Since even before Sweden in 2007, we have been touting Virtual Reality, a personal immersive environment that mimics the sights, sounds, and haptic experience of actually experiencing something. Thirty years ago in York, England they created an indoor Viking village of AD 1000 full of smells and sights and sounds, kind of a carnival ride of immersion. But that was nothing like what you can do today, where the user’s actions and movements actually manipulate the experience.
But in some ways we live in the age not of virtual reality but augmented reality (AR) like Pokemon Go, a game that inserts characters into our environment. How hard can that be to do with historic characters and sites?
We can chase history in real space and real time with the aid of our own smartphone, which can easily provide images of any period or event in the history of a place. You have probably seen those devices – they are little more than a box – that turn your smartphone into a mass-market VR device for your head.
Here it is just a block from the Alamo.
The future is here, and it can illuminate the past better than ever.
Today a visitor to a historic site like, say, the Alamo, expects to be able to take their own mobile device and experience the battle of 1836, along with the founding of the mission, its original construction in the early 18th century as well as its iconic rebuilding in 1849 with the roofline that now defines this city.
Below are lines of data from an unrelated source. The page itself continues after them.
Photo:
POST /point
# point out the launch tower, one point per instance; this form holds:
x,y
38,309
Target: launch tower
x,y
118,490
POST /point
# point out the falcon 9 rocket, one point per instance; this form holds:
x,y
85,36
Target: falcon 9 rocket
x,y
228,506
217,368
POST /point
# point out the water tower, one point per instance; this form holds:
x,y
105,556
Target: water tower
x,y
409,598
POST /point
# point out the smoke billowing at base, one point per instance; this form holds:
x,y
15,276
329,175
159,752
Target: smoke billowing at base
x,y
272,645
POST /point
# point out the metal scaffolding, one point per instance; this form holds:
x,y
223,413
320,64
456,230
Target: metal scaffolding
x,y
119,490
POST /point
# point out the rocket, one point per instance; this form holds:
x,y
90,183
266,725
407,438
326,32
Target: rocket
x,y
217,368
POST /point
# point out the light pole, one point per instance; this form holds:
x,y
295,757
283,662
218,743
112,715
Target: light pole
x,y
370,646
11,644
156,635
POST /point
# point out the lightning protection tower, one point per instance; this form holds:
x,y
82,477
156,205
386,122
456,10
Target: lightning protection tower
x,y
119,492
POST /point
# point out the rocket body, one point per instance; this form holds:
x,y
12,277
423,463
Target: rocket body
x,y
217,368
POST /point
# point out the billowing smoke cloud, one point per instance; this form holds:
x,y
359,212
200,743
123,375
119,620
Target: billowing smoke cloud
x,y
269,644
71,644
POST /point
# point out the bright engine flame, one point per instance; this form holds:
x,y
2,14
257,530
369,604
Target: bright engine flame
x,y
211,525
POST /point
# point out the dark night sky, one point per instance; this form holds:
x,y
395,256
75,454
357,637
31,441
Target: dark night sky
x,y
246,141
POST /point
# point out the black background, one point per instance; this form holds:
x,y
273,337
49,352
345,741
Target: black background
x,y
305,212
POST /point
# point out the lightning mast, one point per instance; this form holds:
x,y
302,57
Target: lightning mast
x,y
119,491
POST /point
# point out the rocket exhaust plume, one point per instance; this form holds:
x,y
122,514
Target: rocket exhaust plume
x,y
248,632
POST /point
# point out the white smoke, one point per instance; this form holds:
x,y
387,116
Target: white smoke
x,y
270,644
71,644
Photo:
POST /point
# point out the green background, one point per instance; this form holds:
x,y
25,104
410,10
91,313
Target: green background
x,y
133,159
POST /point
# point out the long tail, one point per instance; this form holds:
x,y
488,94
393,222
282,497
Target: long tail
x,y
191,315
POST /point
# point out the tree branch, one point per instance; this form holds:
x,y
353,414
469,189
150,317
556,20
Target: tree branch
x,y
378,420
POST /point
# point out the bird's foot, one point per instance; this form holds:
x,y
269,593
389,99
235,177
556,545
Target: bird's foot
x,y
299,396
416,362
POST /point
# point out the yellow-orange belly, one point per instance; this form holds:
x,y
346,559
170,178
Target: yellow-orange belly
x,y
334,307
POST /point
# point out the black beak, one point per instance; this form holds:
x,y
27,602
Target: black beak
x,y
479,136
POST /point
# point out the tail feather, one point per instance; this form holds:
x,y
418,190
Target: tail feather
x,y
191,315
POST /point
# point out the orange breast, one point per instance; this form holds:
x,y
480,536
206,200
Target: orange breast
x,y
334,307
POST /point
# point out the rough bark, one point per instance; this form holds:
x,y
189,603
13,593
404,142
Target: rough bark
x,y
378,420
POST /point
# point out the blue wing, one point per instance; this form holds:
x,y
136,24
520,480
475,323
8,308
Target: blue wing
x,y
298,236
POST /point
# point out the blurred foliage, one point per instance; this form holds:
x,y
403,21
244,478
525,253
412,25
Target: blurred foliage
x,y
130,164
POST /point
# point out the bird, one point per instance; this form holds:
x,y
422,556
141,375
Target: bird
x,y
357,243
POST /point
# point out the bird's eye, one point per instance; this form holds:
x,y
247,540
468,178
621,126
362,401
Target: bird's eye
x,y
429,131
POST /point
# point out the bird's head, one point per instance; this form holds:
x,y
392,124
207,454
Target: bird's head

In fact, San Antonio hosts some of the most amazing firms whose VR can take you all over the world. Taking you to March 1836 can be done. Now.
Unlike physical reconstruction, current technology allows you to adapt the interpretation with every new bit of factual evidence that comes along. Instead of freezing a place in a singular interpretation based on one set of ideas or information, it is endlessly adaptable, and – in the parlance of historic preservation – eminently reversible.
Plus it caters to current consumer/tourist demand, which is to see sites on individual terms. In the Information Age, people happily trade Quality for Control. We have become used to being able to control our experiences for ourselves. Apps appeared a few years ago – in fulfillment of the idea expressed at that Sweden conference in 2007 – that allow people to hear or see elements of place history from their own mobile device.
The future is here, and it makes the past more accessible than ever.